Como neoplatônico e sufi, Al-Farabi supera a dicotomia entre Deus e o mundo por meio de um monismo radical. Em seu sistema filosófico, o mundo é entendido como uma processão (isto é, algo que procede) de Deus e não uma criação ex-nihilo (isto é, a partir do nada) de Deus (*). Assim, não existe um hiato ontológico intransponível entre o “Criador” e suas “criaturas”. Tudo é Um. Porém a Unidade se estrutura, hierarquicamente, em uma multiplicidade de níveis.

No cume da hierarquia, está Deus, em sua realidade primordial, que Al-Farabi denomina o “Primeiro”. Sobre Ele, o filósofo nada pode afirmar, pois qualquer afirmação implica uma limitação. Por isso, seguindo as pegadas do Pseudo-Dionísio Areopagita e de seus antecessores neoplatônicos, Al-Farabi adota a chamada “via negativa”, e diz que Deus não possui um “outro” e não pode ser definido.

Do “Primeiro” procede o “Segundo”, que instaura o domínio do Intelecto (o nous dos antigos gregos). No esquema farabiano, existem 10 Intelectos, cada qual instalado em si mesmo, o que origina os 10 Céus, e cada qual produzindo, por processão, o seguinte, em uma escala decrescente de plenitude e perfeição. O Décimo Intelecto (que corresponde ao 11º termo da série, a partir do “Primeiro”) conecta o mundo celeste ao mundo terrestre. É o Intelecto Agente (nous poiétikos, em grego; al-‘aql al-fa’âl, em árabe), o causador do intelecto individual no ente humano, e o produtor das formas no mundo terrestre.

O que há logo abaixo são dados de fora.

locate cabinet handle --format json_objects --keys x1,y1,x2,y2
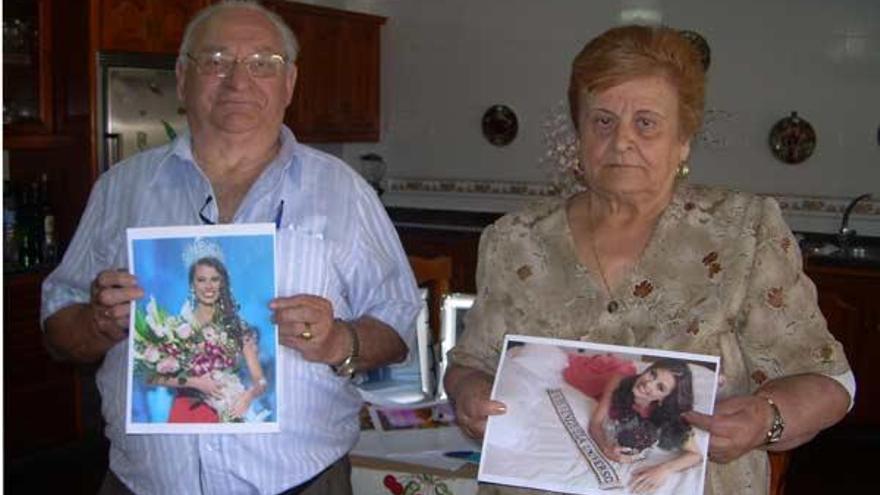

A inefabilidade do “Primeiro” parece situá-lo a uma distância infinita, tornando-o inacessível. Mas, se aprofundarmos nosso pensamento, concluiremos que o “Primeiro” é o “Único Existente”, sendo todos os outros termos da série suas manifestações. Ele não pode estar “longe” porque está em tudo e tudo está nele. E Al-Farabi acentua essa intimidade, recorrendo a terminologia dual do Corão, e dirigindo suas súplicas a Deus como o “Senhor dos Mundos” (rabbil ‘alamin).

Outros textos, disponíveis neste Blog, podem contribuir para compreensão da filosofia farabiana. Sobre o inefável: “A realidade absoluta e suas manifestações primordiais”, na seção Espiritualidade / Conceitos. Sobre a via negativa: “A teologia mística”, do Pseudo-Dionísio Areopagita, em Traduções. Sobre a possibilidade de compatibilizar o pensamento monista com a retórica dualista: “Shankaracharya e o advaita indiano” e “Kabir, o tecelão da palavra”, em Espiritualidade / Mestres; e, ainda, “12 Poemas de Kabir”, em Traduções.

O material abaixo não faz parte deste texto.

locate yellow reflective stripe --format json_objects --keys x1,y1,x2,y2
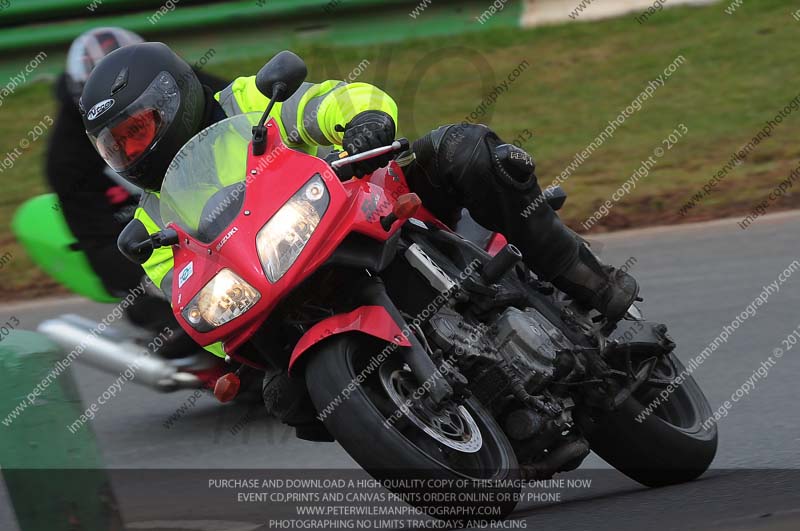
[
  {"x1": 317, "y1": 83, "x2": 397, "y2": 146},
  {"x1": 203, "y1": 341, "x2": 227, "y2": 358}
]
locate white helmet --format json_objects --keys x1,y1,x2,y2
[{"x1": 67, "y1": 27, "x2": 144, "y2": 102}]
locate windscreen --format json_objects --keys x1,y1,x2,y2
[{"x1": 161, "y1": 113, "x2": 261, "y2": 243}]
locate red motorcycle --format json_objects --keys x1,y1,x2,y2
[{"x1": 121, "y1": 52, "x2": 717, "y2": 515}]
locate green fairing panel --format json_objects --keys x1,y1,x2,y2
[{"x1": 11, "y1": 194, "x2": 119, "y2": 302}]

(*) Quando discorrem sobre a filosofia neoplatônica, muitos autores utilizam o termo “emanação” para explicar a produção da realidade múltipla a partir da Unidade Primordial. Mas os estudiosos mais sofisticados consideram que o vocábulo “emanação” não expressa com exatidão o conceito nomeado pela palavra grega pródos – literalmente “processão”. Pois no processo de produção da realidade múltipla não existe uma transmissão de substância das instâncias superiores às inferiores. Todas as instâncias são cossubstanciais – ou, talvez fosse melhor dizer, insubstanciais.